Monday, March 26, 2012

Grouping Data for Consolidated Notification

We have a requirement where we need to send a single consolidated list of items belonging to a user which get active on particular date.

So, for example Item 1, Item 2, Item 3 gets active. These entries are inserted as Events. Now, we need to send single notification to the user with the email as:

=========================

Dear User,

Your following items got active today:

Item 1

Item 2

Item 3

Thanks,

Customer Care

=========================

For this we set the DigestDelievery to true and the emails indeed were consolidated. But, what it did was that it send single email notification repeating the entire content for each item as follows:

=========================

Dear User,

Your following items got active today:

Item 1

Thanks,

Customer Care

Dear User,

Your following items got active today:

Item 2

Thanks,

Customer Care

Dear User,

Your following items got active today:

Item 3

Thanks,

Customer Care

=========================

Please let me know if we are missing any setting or any changes need to be made in the .xslt for this to work.

regards,

Rajiv

I assume you are using a built-in XSLT formatter.

Since I have no idea about how to use/configure XSLT, in my application I created a custom content formatter in C# (this is really easy), and over there (in the .cs class) I "manually" built the resulting HTML string and inserted my items in a loop.
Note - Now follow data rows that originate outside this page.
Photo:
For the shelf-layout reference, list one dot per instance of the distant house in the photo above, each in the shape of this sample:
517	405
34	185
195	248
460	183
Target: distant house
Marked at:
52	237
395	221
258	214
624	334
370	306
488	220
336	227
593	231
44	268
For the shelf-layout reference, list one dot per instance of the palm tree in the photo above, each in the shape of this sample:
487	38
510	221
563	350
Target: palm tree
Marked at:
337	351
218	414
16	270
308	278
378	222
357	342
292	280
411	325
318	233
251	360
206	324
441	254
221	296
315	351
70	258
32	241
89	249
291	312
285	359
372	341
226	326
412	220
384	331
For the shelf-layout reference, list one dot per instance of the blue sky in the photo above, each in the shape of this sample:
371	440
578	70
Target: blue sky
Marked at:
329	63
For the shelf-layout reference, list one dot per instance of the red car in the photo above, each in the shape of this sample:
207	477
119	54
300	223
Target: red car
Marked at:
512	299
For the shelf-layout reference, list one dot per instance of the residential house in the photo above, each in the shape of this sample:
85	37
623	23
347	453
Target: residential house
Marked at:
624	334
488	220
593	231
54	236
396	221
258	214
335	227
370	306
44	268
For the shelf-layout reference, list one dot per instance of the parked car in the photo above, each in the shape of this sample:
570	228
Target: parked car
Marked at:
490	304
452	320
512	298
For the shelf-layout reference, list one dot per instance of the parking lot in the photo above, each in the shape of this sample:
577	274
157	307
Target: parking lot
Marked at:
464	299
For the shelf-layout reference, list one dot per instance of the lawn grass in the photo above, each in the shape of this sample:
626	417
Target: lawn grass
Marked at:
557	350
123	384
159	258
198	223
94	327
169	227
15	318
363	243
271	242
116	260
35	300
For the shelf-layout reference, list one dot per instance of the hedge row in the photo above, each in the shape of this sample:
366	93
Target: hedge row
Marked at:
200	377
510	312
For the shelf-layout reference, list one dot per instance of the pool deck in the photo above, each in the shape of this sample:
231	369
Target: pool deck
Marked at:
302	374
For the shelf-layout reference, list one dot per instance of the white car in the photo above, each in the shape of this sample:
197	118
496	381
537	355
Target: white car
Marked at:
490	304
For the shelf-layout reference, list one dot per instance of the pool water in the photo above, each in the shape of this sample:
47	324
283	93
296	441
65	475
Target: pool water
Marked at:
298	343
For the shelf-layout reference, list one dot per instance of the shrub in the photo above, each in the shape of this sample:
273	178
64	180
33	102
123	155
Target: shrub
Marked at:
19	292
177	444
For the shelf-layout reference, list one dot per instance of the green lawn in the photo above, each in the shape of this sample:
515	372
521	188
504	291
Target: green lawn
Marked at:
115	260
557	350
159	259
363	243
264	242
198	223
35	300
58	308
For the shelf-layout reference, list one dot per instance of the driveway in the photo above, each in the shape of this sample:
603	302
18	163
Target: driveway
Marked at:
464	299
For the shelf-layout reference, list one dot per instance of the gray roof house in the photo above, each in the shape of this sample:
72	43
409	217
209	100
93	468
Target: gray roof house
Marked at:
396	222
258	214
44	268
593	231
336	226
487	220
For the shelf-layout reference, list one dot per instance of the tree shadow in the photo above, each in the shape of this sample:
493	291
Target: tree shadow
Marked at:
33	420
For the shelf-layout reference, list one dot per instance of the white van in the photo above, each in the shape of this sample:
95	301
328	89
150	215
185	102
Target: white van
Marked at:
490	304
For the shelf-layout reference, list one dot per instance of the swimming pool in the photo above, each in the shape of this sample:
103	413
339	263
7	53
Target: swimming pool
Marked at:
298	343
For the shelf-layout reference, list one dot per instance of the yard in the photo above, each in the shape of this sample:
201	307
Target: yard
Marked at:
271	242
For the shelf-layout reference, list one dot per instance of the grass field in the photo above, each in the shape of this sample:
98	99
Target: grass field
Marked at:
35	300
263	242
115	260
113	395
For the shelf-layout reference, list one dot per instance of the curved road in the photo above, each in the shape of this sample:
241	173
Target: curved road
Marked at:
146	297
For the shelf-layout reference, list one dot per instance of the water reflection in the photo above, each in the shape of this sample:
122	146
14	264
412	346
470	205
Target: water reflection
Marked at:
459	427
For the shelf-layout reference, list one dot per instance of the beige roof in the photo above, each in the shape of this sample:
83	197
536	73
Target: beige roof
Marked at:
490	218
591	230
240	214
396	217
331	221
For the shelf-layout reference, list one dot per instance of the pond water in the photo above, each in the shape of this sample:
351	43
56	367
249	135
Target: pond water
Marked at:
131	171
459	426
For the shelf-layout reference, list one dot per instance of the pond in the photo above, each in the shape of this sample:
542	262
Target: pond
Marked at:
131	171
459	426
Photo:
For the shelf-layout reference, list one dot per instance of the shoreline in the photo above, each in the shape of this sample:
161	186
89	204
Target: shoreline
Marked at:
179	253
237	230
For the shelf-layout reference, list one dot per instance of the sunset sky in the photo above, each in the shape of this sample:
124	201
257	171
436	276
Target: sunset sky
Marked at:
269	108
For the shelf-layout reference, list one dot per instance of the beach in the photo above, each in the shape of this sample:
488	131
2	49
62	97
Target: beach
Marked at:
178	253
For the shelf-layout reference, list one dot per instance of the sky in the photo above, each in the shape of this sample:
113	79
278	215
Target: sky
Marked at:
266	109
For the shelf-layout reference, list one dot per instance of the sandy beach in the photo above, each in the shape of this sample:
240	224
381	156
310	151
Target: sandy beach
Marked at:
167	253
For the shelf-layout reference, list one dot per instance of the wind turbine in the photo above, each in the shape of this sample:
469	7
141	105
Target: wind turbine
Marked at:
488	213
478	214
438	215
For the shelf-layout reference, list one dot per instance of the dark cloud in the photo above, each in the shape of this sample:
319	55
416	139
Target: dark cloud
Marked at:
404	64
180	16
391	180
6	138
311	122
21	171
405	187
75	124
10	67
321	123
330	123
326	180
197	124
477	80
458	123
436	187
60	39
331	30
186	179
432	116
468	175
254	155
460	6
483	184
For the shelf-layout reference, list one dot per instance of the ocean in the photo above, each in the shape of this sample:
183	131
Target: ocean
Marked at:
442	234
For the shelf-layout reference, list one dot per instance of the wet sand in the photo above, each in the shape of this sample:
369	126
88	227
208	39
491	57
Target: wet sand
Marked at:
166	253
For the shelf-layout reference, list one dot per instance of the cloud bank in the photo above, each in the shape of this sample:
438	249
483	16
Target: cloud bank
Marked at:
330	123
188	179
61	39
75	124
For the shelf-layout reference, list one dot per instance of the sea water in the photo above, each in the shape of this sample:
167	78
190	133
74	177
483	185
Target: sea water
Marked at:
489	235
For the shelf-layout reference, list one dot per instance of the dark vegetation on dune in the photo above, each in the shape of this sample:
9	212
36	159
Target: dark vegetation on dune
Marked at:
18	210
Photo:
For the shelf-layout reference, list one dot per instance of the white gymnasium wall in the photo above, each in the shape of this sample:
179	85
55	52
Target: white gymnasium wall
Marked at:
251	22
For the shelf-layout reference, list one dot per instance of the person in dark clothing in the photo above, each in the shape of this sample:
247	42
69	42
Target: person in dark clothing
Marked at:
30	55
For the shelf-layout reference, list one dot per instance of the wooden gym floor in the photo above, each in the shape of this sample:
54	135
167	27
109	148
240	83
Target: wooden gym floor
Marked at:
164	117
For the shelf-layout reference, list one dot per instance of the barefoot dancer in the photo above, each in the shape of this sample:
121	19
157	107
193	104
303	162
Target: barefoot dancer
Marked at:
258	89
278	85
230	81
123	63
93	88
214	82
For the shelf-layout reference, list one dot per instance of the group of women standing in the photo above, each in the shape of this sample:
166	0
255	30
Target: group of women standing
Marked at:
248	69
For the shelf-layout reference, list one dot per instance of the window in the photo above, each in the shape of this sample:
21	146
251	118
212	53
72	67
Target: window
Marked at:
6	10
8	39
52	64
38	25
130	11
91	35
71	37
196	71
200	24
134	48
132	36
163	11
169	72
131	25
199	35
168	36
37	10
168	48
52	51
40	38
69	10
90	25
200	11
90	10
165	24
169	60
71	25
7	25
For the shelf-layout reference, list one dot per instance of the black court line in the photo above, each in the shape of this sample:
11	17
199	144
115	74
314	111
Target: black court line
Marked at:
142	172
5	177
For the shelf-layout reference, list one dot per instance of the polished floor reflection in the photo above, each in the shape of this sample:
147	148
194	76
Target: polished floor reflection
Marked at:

The result HTML string is then sent as the email body.

Advantages:

1. I have 1 message "header" and 1 "footer". What's in between, gets "populated" at runtime in a loop, whether it's just 1 item or many.

2. Maybe, it's just as easy when using XSLT, ... I just don't know. But the emails my customers get contain hyperlinks which bring them right to the web page(s) for those particular item(s). Your management will love this feature!

3. Although I did not have to use this in my project, but if you need this, you can easily fetch additional data from some other non-NS data sources and "plug" it into your email message. It's possible because in a custom content formatter (C# or VB.NET, - your choice) you can use whatever .NET techniques you need, such as ADO.NET, System.IO (if you need to read from, say, some XML files), and whatever else you might want to do: a custom content formatter is just a regular .NET assembly, and you can use it as such.

|||Hi Rajiv -

From a SSNS perspective, it sounds like you have everything configured for digest delivery properly. Since it's not being formatted the way you wish, the issue is in the content formatter.

If you are using the built-in XSLT content formatter, try adjusting the
XSLTransform document.

Try placing the header and footer text directly in the XSLT document and the notification data in an <xsl:template> Match on "notification". You can then use teh <xsl:apply-templates> to call the notification section.

HTH...

Joe|||

Thanks for reply, I was able to resolve the issue as you have suggested.